Steady-state AUCs with subcutaneous IgPro20 and intravenous IgPro10 were equivalent. Mean dose adjustment coefficient and mean TLR can be used for initial dose conversion without risk of under-protection but vary too widely to be considered measures of equivalence. Trial registration number (clinicaltrials.gov): NCT00419341.

摘要

背景和目的

免疫球蛋白替代疗法是治疗原发性免疫缺陷症患者的标准疗法。与静脉给药相比,皮下给药可使 IgG 水平更稳定,并且使某些患者的给药更简便。使用 L-脯氨酸作为赋形剂有助于提高高浓度 IgG 制剂的稳定性。本研究的目的是评估新型 20%皮下 IgG 溶液 IgPro20(Hizentra®)的药代动力学,并比较其血清浓度-时间曲线下面积(AUC)与类似的静脉内 10% IgG 溶液(IgPro10;Privigen®)的 AUC。应美国 FDA 的要求,开发了一种 IgG 谷浓度比值(TLR)测定算法,以便为医生在 IgPro20 稳态治疗期间监测剂量提供一种实用工具。

方法

这是一项在美国进行的前瞻性、开放性、多中心、单臂、III 期临床试验。该研究在初级保健环境中进行。

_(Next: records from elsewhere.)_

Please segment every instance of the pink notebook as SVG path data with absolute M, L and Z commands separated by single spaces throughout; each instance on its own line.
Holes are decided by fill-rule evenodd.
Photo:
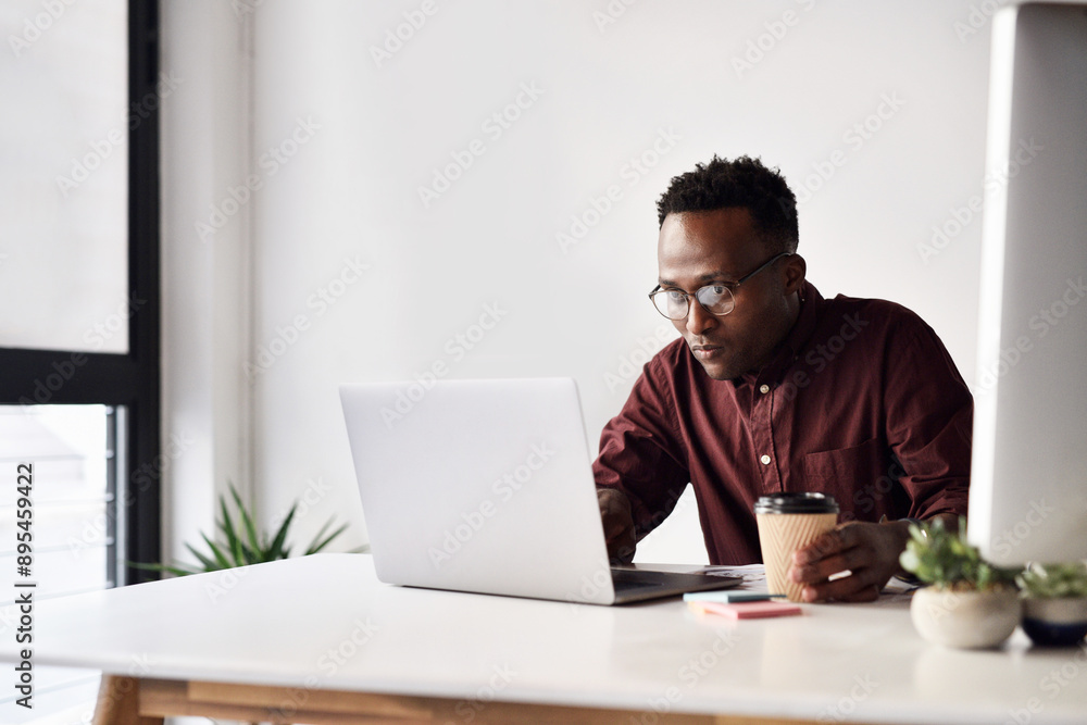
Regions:
M 802 613 L 800 605 L 792 602 L 765 601 L 726 604 L 724 602 L 691 601 L 687 604 L 696 612 L 721 614 L 733 620 L 754 620 L 764 616 L 789 616 Z

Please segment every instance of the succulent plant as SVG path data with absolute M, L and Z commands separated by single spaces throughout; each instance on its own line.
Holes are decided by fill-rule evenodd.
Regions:
M 1015 577 L 1015 583 L 1037 599 L 1087 597 L 1087 562 L 1032 563 Z
M 910 540 L 899 557 L 902 568 L 925 584 L 954 590 L 985 591 L 1013 586 L 1015 573 L 995 566 L 982 558 L 977 547 L 966 541 L 966 520 L 959 530 L 949 530 L 937 518 L 932 524 L 911 524 Z
M 136 568 L 150 570 L 154 572 L 168 572 L 175 576 L 186 576 L 188 574 L 199 574 L 201 572 L 215 572 L 224 568 L 234 568 L 235 566 L 246 566 L 247 564 L 259 564 L 266 561 L 275 561 L 277 559 L 287 559 L 290 557 L 290 547 L 287 546 L 287 532 L 290 529 L 290 523 L 295 517 L 295 512 L 298 509 L 298 503 L 296 502 L 290 511 L 287 512 L 287 516 L 284 518 L 283 523 L 279 525 L 278 530 L 274 536 L 268 536 L 267 534 L 258 534 L 257 526 L 254 524 L 253 514 L 247 511 L 245 504 L 241 501 L 241 497 L 238 496 L 238 491 L 235 490 L 234 484 L 230 484 L 230 497 L 234 499 L 234 505 L 237 509 L 237 516 L 240 521 L 240 525 L 236 525 L 234 518 L 230 516 L 230 512 L 226 505 L 226 497 L 220 496 L 218 508 L 222 514 L 222 521 L 216 522 L 218 525 L 220 533 L 226 539 L 225 542 L 216 543 L 214 540 L 209 538 L 203 532 L 200 533 L 201 538 L 204 543 L 208 545 L 208 553 L 201 553 L 195 547 L 189 543 L 185 545 L 185 548 L 197 558 L 200 562 L 199 565 L 193 564 L 174 564 L 173 566 L 168 564 L 142 564 L 136 562 L 128 562 L 132 566 Z M 333 525 L 334 518 L 329 518 L 325 522 L 325 525 L 321 527 L 314 536 L 313 541 L 307 547 L 302 555 L 309 555 L 322 551 L 325 547 L 332 543 L 333 539 L 338 537 L 347 528 L 347 524 L 341 524 L 332 533 L 328 528 Z M 353 552 L 363 551 L 366 547 L 361 547 L 359 549 L 353 549 Z

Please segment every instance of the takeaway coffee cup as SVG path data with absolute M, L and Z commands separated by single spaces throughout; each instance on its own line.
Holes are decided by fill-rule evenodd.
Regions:
M 838 521 L 838 502 L 823 493 L 774 493 L 754 504 L 759 543 L 772 595 L 801 601 L 803 585 L 789 580 L 792 552 L 802 549 Z

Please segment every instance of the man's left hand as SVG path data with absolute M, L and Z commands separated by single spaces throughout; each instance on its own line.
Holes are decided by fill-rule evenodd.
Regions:
M 788 576 L 807 585 L 804 601 L 873 601 L 887 580 L 901 571 L 898 557 L 908 539 L 907 522 L 841 524 L 795 552 Z M 848 576 L 828 580 L 847 570 Z

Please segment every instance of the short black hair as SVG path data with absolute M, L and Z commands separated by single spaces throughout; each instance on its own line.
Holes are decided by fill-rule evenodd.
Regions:
M 767 168 L 759 159 L 738 157 L 733 161 L 714 154 L 695 171 L 673 176 L 667 191 L 657 202 L 661 226 L 669 214 L 711 212 L 741 207 L 751 213 L 763 241 L 783 252 L 796 252 L 800 240 L 797 197 L 777 168 Z

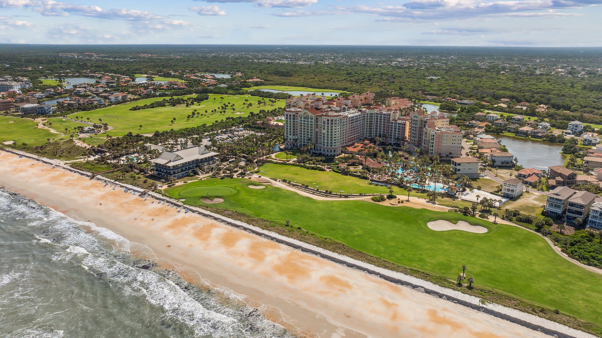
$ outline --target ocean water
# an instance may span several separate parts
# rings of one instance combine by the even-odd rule
[[[296,337],[241,295],[190,284],[134,245],[0,190],[0,337]]]

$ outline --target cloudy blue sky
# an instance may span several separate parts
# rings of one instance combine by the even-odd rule
[[[0,43],[602,46],[602,0],[0,0]]]

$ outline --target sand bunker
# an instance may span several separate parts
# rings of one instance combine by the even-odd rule
[[[222,202],[224,201],[223,199],[219,197],[216,197],[215,198],[213,198],[213,201],[209,200],[209,198],[201,198],[200,200],[207,203],[208,204],[213,204],[214,203],[221,203]]]
[[[471,226],[468,222],[464,221],[458,221],[457,224],[455,224],[449,221],[439,220],[433,221],[426,224],[429,229],[435,231],[446,231],[448,230],[461,230],[468,232],[475,233],[485,233],[487,232],[487,228],[480,226]]]

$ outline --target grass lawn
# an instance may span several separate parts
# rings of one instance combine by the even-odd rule
[[[52,79],[39,79],[42,81],[42,84],[43,85],[52,85],[57,86],[58,85],[58,80],[53,80]]]
[[[256,89],[273,89],[274,90],[279,90],[281,91],[290,91],[291,90],[298,90],[300,91],[308,91],[310,93],[315,93],[317,95],[319,95],[320,93],[326,91],[332,91],[334,93],[343,92],[343,90],[335,90],[334,89],[317,89],[315,88],[308,88],[306,87],[288,87],[285,85],[258,85],[245,89],[246,89],[247,90],[255,90]]]
[[[144,74],[134,74],[134,76],[136,78],[146,78],[146,75]],[[153,79],[155,81],[178,81],[179,82],[185,82],[186,81],[184,80],[181,80],[180,79],[176,79],[175,78],[164,78],[163,76],[155,76],[152,75]]]
[[[211,124],[216,121],[225,120],[228,117],[246,116],[251,111],[258,112],[262,109],[272,109],[284,106],[284,100],[278,100],[274,106],[268,104],[266,106],[258,107],[257,100],[259,97],[250,95],[234,96],[209,94],[209,97],[208,100],[188,108],[186,108],[185,105],[181,105],[175,107],[168,106],[137,111],[129,110],[129,108],[134,106],[141,106],[164,99],[163,97],[154,97],[100,108],[92,111],[78,112],[70,115],[69,117],[75,118],[77,115],[80,117],[80,120],[86,120],[86,118],[89,117],[92,122],[96,123],[99,123],[99,118],[101,118],[103,123],[108,123],[109,126],[113,127],[113,129],[109,131],[109,135],[119,137],[123,136],[128,132],[132,132],[134,134],[152,134],[155,132],[155,131],[181,129],[187,127],[200,126],[203,123]],[[234,103],[236,109],[232,111],[229,107],[225,115],[220,115],[219,112],[212,114],[211,110],[217,109],[222,105],[220,97],[224,98],[223,103]],[[244,100],[246,99],[249,100],[249,102],[253,103],[253,106],[250,108],[243,108],[243,104],[245,103]],[[197,117],[187,120],[187,116],[190,115],[194,109],[196,109],[197,112],[202,114],[202,115],[197,115]],[[206,115],[205,115],[205,110],[208,111]],[[236,114],[238,112],[242,114]],[[176,123],[172,124],[170,122],[173,117],[176,118]],[[140,124],[142,124],[142,129],[140,129],[139,126]]]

符合条件的患者为年龄 6-75 岁的男性或女性,患有原发性免疫缺陷症(普通变异性免疫缺陷或 X 连锁无丙种球蛋白血症),在入组前至少接受过 3 个月的 IgPro10 常规治疗,且血清谷浓度(C(trough))值≥5 g/L。根据 Vivaglobin®研究结果,并应 FDA 的要求,皮下给予 IgPro20 初始剂量,相当于患者先前剂量的 130%。在洗脱期后,根据 AUC 结果调整每位患者的剂量,使其与静脉内给予 IgPro10 相当。

结果

18 名患者完成了研究。IgPro20:IgPro10 剂量比(剂量调整系数)的均值为 1.53(范围 1.26-1.87)。由此产生的 AUC 均值分别为 IgPro20 的 105.6 g·day/L 和 IgPro10 的 103.2 g·day/L(几何均数比 1.002;下限单侧 95%置信区间[CL]0.951)。因此,研究的主要终点达到,因为这一结果超过了非劣效性的下限单侧 95%CL 下限≥0.8 的预设标准。在这些被认为等效的 AUC 下,通过开发的算法确定的 IgPro20:IgPro10 TLR 的均值为 1.29(范围 1.18-1.73)。经测试的特异性抗体效价均远高于各自的产品规格,表明抗感染的保护作用将是有效的。

结论

皮下给予 IgPro20 和静脉内给予 IgPro10 的稳态 AUC 是等效的。平均剂量调整系数和平均 TLR 可用于初始剂量转换,而不会有保护不足的风险,但变化范围太广,不能作为等效性的衡量标准。试验注册号(clinicaltrials.gov):NCT00419341。